At the same time, there are grim (no pun intended) realities at hand, both in the sisters’ struggle to find enough food to survive and flashbacks to the volatile family life that led to their abandonment, though the specifics of the latter are left somewhat vague. Heartstrings are tugged, but without lapsing into sentimentality, melodrama, or treacle, as could easily have happened given the setup. Indeed, the dog in the story is kind of a pain in the ass, as opposed to the more usual deployment of fictional canids as noble bearers of good sentiments.

The heart of this story, to me, is the relationship between the sisters. Most of it is told from the point of view of the older sister, but at the outset there seem to be a few slips into a more omniscient narrative voice: “she was a good mother” and, of the dog, “the animal was torn between his hatred of children and his hatred of the wild storm outside.” Those hints of another narrator, though, seemed to fit with the kind of castaway tale this story seems to be consciously referencing, so they worked for me.

No particular sentence is likely to take your breath away, but the overall impact is a powerful one, a real sense of sibling alliance in the face of the grim realities of life, especially grim here.
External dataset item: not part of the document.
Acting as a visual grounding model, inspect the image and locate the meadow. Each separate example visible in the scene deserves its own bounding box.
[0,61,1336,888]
The children are forced to become feral, but this has the impact of strengthening their bond. As the title references, they revert from the petty rivalries of domesticity to the stick-together-or-perish nature of the wild. Come to think of it, there might also be a dash of Jack London in this story as well.

The one move I’d question is a flash forward near the end of the story, where we learn in some detail what is to become of both girls in the future. To me, this seemed not of a piece with the rest of the story, and was perhaps motivated by a desire to impose a certain kind of feeling at the end of the story (I’m being vague to avoid spoilers). To me, the flash forward spelled out something---the eternal desire of the older sibling to protect the younger---that I had already gotten from the story itself.
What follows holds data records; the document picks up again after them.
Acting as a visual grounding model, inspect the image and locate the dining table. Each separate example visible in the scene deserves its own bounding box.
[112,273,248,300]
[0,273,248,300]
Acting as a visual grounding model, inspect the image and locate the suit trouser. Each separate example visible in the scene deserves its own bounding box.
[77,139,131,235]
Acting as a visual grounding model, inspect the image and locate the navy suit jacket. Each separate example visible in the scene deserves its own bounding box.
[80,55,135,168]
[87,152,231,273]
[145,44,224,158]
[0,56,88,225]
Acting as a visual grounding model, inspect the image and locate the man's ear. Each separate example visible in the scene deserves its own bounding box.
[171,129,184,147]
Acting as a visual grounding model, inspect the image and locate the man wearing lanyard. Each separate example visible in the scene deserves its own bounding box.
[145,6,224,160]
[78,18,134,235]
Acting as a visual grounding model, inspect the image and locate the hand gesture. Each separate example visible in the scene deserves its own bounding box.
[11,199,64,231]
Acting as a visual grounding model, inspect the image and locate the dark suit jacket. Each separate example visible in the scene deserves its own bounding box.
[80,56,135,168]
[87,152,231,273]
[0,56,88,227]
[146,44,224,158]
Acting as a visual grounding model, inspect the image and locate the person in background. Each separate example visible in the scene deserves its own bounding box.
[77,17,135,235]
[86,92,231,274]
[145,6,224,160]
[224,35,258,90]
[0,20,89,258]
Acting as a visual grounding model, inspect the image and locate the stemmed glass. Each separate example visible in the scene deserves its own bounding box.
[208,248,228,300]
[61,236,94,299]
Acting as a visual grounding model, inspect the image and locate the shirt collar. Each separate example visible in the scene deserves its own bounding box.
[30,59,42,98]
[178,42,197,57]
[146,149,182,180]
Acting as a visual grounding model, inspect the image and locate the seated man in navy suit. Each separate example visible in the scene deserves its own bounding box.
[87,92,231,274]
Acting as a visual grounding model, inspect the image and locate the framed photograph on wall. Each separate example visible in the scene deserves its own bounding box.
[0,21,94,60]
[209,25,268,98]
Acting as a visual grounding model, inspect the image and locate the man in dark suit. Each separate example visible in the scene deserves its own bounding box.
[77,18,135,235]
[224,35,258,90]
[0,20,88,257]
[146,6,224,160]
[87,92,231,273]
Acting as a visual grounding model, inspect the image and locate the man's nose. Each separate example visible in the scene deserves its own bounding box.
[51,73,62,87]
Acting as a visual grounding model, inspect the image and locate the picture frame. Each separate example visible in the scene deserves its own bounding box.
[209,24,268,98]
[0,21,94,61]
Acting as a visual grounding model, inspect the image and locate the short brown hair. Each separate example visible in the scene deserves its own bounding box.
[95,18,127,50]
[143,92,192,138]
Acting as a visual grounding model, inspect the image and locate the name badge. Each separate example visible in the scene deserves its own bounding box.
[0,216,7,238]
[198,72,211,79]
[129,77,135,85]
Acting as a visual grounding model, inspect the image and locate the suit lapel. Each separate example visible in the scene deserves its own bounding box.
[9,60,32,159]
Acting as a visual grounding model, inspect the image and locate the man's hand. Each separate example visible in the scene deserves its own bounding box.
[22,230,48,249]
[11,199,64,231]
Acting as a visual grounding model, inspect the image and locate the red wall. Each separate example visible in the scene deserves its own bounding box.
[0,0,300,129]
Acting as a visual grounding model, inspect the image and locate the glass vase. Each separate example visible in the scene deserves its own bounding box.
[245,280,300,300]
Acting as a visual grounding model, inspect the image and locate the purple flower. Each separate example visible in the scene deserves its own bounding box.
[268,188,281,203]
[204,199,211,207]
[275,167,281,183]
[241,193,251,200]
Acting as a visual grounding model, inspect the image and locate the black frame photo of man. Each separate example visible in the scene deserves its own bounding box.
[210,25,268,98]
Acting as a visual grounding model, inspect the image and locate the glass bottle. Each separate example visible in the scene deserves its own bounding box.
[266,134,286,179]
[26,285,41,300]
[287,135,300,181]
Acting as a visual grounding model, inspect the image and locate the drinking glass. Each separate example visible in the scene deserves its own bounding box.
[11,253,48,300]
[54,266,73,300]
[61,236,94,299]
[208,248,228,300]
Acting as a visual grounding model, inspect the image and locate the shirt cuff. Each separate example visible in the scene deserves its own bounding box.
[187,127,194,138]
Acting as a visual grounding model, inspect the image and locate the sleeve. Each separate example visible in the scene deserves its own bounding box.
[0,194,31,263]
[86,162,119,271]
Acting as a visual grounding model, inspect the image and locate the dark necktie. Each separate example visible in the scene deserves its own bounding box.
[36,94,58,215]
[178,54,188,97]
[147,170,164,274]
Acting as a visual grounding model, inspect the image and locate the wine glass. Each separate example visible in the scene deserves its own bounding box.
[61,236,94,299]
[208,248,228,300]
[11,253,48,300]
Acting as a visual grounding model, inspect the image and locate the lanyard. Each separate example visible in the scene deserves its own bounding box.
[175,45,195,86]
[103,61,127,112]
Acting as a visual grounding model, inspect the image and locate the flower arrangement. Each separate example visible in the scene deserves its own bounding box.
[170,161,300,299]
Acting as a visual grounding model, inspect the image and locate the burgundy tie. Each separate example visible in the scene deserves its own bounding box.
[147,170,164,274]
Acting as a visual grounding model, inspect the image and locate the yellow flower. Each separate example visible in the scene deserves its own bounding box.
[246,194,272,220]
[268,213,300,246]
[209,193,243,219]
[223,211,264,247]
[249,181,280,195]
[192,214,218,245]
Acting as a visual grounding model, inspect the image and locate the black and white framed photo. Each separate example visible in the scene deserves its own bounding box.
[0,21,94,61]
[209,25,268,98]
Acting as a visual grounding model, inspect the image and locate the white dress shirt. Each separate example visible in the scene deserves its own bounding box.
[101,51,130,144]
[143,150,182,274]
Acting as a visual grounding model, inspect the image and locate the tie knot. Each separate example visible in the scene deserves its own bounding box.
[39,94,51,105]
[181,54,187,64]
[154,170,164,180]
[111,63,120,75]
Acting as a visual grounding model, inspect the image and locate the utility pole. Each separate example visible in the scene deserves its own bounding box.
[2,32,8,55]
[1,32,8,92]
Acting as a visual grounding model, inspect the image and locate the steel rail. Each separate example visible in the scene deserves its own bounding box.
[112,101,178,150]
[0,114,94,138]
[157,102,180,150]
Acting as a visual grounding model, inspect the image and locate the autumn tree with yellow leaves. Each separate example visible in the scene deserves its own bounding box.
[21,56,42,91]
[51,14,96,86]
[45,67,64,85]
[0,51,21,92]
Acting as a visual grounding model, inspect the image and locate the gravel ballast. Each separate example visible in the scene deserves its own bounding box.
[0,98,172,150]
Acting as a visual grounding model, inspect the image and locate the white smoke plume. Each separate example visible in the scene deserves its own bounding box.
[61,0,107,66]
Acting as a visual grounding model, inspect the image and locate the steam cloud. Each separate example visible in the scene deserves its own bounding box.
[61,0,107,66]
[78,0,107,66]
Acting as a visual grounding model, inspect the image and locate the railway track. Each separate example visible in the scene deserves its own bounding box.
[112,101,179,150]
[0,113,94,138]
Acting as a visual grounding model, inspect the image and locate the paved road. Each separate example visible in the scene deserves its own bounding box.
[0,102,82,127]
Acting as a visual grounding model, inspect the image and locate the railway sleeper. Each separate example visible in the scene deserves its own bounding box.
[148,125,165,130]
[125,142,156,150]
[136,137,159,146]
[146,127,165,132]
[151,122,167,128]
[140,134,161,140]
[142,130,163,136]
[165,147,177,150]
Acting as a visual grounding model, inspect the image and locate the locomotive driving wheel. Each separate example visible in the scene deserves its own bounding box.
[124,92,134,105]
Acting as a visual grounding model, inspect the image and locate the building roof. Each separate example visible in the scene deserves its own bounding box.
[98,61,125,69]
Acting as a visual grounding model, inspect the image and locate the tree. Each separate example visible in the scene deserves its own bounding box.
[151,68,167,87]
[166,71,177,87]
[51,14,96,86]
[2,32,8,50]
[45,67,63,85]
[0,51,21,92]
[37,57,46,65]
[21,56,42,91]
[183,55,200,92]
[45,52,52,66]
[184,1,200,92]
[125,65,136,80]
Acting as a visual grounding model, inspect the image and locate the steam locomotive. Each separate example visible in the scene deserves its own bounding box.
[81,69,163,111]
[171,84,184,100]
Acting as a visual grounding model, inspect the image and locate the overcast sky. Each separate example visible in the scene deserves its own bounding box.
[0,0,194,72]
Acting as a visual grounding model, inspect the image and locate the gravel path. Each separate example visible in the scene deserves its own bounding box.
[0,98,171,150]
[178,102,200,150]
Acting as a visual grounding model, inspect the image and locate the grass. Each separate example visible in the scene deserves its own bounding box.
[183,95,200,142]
But a minor quibble or two aside, I think this is a well-done story and I enjoyed reading it. Two family members more-or-less united in conflict against nature is a refreshing change from the more common fictional circumstance of siblings being at each others’ throats.

Additional thoughts on this story can be found at the website The Mookse and the Gripes here. Again, the above is just my quick reaction to this story, so please take it for what it is.